I say that we rename it to be Pascal's Stack.

No.

Triangle is fine.

and it is turtles all the way down

it eeez not a triongal!

Pascal's quadrant? :P

I guess I'd call it Pascal's triangles, though. Plural

(said with a really weird accent)

Since there's really an infinite number of row truncations, each of which is a triangle.

@Semiclassical prove that you can construct an infinite number of equilateral triangles in the euclidean plane?

That's kinda trivial

you can tile the Euclidean plane with equilateral triangles

I mean, if you want countably infinite it's enough to take sides of integer length.

That too.

Hm, does anything interesting come out of making a Pascal's tetrahedron?

But I mostly just think this is a garbage discussion. People having been calling it triangular for centuries, across various cultures.

The name is settled.

@SteamyRoot really? I didn't know you sat through eternity and did it!

@BalarkaSen ffs.

I love this chatroom.

@Dodsy than marry the chat room. Not the people in it though. That'd be polygamy. Marry the HTML page.

@AkivaWeinberger How would one do that? My guess is yes.

to have a tetrahedron, you'd presumably need to have a recurrence relation over three indices

It's useful for when one writes equations within 3-space

it's no longer equalities and inequalities

it's molecular algebra

nvmd

i confused myself

Hm. How many words of length $n$, composed of the letters R, U, and O, have $j$ Rs and $k$ Us?

by that I mean: for pascal's triangle, one is taking advantage of the recurrence relation $\binom{n}{k}=\binom{n-1}{k-1}+\binom{n-1}{k}$.

@AkivaWeinberger write a brute force program that scans websters.

so the nth row is written in terms of elements of the previous row.

It'd be $\dfrac{n!}{j!k!(n-j-k)!}$, right?

@AkivaWeinberger It's a multinomial coefficient, yeah.

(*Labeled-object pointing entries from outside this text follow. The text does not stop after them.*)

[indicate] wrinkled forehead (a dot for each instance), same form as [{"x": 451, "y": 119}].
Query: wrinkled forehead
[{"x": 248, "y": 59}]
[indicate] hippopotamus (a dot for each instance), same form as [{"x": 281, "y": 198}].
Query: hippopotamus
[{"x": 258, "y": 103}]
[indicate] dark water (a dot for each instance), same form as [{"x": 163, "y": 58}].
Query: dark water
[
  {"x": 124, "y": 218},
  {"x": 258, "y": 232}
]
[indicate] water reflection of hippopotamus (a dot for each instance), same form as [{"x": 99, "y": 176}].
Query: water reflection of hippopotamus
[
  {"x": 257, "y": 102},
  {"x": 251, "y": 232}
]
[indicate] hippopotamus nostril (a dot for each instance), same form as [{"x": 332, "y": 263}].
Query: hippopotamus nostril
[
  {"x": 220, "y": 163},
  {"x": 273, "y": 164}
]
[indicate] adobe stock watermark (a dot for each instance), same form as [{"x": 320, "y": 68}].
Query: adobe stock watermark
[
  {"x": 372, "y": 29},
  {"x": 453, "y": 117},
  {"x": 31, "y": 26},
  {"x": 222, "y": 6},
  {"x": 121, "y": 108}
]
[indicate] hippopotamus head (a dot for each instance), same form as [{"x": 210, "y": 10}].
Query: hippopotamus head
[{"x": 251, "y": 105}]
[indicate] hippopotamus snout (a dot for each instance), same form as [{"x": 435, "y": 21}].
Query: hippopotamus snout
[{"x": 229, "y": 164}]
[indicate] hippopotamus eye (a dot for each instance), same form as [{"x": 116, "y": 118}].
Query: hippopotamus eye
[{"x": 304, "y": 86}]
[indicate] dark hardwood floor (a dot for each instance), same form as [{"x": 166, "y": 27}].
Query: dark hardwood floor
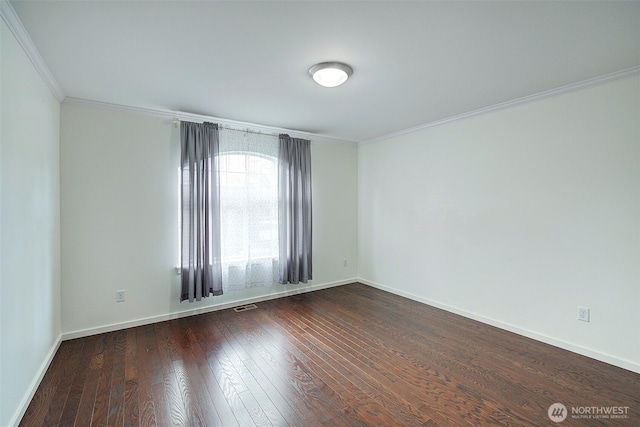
[{"x": 345, "y": 356}]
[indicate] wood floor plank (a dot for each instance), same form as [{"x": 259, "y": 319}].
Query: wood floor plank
[{"x": 346, "y": 356}]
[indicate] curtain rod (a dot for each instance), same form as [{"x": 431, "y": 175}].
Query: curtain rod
[{"x": 176, "y": 122}]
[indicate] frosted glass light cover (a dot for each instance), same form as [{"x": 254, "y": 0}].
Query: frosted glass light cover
[{"x": 330, "y": 74}]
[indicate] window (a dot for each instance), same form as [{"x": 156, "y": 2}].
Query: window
[
  {"x": 248, "y": 170},
  {"x": 245, "y": 210},
  {"x": 249, "y": 218}
]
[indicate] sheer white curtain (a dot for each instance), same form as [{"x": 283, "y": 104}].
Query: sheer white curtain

@Semiclassical That's got to satisfy a recurrence relation similar to the one you just posted.

Point.

With three terms on the right.

@AkivaWeinberger if you want to check which words that contain R's contain j's then you need to scan a dictionary....

I imagine it can be done.

words in this context don't have to be dictionary words.

they just have to be combinations of letters.

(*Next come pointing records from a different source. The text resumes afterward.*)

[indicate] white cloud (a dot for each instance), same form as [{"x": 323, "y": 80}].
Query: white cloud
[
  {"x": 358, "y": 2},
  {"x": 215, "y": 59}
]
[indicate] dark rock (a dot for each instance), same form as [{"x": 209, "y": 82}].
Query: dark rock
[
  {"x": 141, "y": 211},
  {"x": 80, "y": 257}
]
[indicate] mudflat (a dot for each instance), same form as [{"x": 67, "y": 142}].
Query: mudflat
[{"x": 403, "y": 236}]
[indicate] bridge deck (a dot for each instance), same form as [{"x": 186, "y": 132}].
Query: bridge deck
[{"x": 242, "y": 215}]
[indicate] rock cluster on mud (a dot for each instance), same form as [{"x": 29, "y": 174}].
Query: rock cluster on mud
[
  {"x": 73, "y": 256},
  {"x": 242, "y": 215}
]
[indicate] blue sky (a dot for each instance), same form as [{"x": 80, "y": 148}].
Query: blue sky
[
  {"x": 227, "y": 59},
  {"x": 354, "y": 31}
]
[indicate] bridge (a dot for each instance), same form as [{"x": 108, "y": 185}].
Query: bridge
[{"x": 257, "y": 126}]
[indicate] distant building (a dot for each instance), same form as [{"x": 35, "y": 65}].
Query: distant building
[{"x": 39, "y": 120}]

that's what a word is in the combinatorial sense.

but it's words that contain R's U's and O's and we ask how many contain J's

So, yeah, pretty sure the Pascal's tetrahedron would be to trinomial coefficients what the Pascal's triangle is to binomial coefficients.

No, it's not. Reread.

@TheGreatDuck No, $j$ Rs

ugh

latex is annoying

In less light news. This DC shooter incident is just...ugh.

You're annoyoing

JK

ooook.

OK, so:

@Semiclassical Did something happen while filming Wonder Woman?

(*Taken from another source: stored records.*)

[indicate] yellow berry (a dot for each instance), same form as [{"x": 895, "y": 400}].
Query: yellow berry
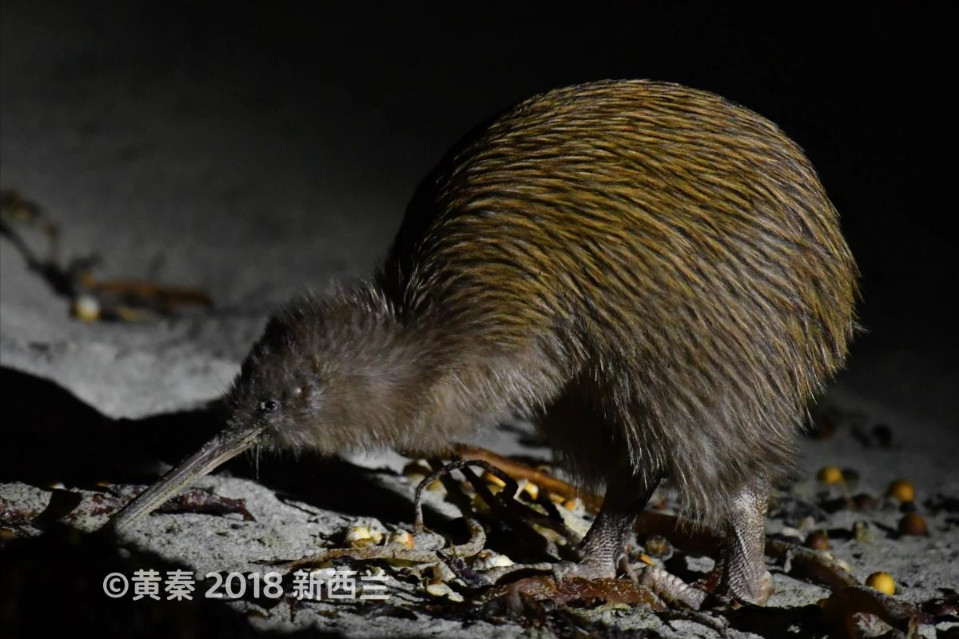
[
  {"x": 495, "y": 480},
  {"x": 882, "y": 581}
]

$$\binom{a+b+c}{a,b,c}=\\\binom{a+b+c-1}{a-1,b,c}+\binom{a+b+c-1}{a,b-1, c}+\binom{a+b+c-1}{a,b,c-1}$$

i never heard of any shooters

Not what I mean.

DC = District of Columbia

O.O

there's been an actual shooting?!?

aka this: nytimes.com/2017/06/14/us/…

What happened?

I thought you were being sarcastic about film shooters. :/

it happened a few hours ago.

@TheGreatDuck Yes, on Congresspeople!

Some context first.

Among other things that happen in D.C., there's apparently a pair of congressional baseball teams

It might have been planned for a charity event, I forget.

Anyways. The republican team was practicing this morning, so there were a number of reps/senators and their staffers.

oh ok

Apparently a guy walked onto the field, asked if they were republicans or democrats, then pulled out a semiautomatic pistol and started shooting.

i was thinking that the regular baseball team for DC got shot at

i.e. Some MLB team associated with Washington D.C.

wow

Luckily, one of the congressmen was a high ranking member and therefore had their protection detail with them. So they took down the shooter pretty quick, and he's since died.

But even with that, several people were injured (none fatally, it sounded like) and about 50 bullets were fired.

It sounds like that, had the protection detail not been there, it could well have been a massacre.

holy

"50 bullets"

I posted that in the wrong place

sorry

I'm in two chats at once.

it wouldn't surprise me if the gunman used 50 bullets just for the sake of irony.

I think that was just an estimate.

Actually, I'm remembering wrong. I think it was a rifle.

But eh.

@MaryStar period ??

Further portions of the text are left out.